To free the old pages and preserve the updated pages, the current pages are first copied to another available block, while the old or unneeded pages -- the "garbage data pages" -- are discarded. So the newly written block winds up holding just the current pages and the prior block can be erased and freed for re-use. The SSD garbage collection process in flash memory is almost always implemented in concert with wear leveling.
TRIM
There is a slight disconnect between operating systems and storage devices. An operating system "deletes" an HDD file by noting its clusters as free in a table. The OS doesn't need to tell the HDD anything about the deletion -- the HDD will overwrite the freed clusters on the disk as needed.

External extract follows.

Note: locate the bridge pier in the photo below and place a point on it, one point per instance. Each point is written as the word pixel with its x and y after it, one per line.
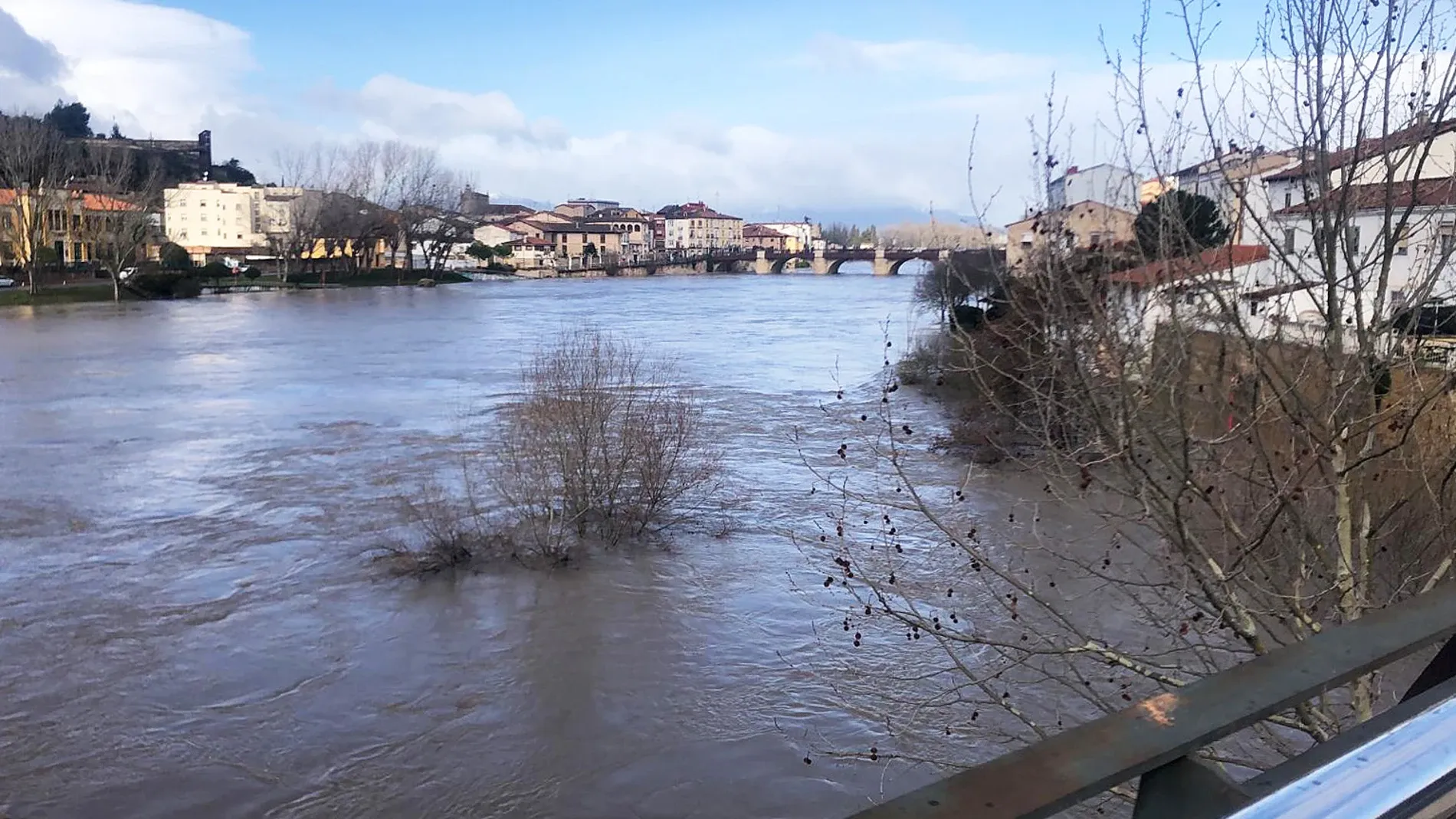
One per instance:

Flash memory and SSDs don't work the same way. Flash only realizes that a page is old when a new write is attempted. Only then will the old data be marked for discard and the new data will be written to that location. In other words, if you erase a file in flash memory, the OS may think that space is free, but the SSD will continue to hold and move the pages of that old file until a new file tries to use that space. Until then, SSDs incur more erase cycles and slower writes because they are still carrying that old data.
The TRIM function allows an operating system to tell the flash controller that certain data pages are outdated or invalid, and the garbage collection process can skip the old data instead of retaining it. TRIM allows the SSD to recognize freed space much sooner, recover that freed space earlier, collect garbage more effectively, and run more efficiently.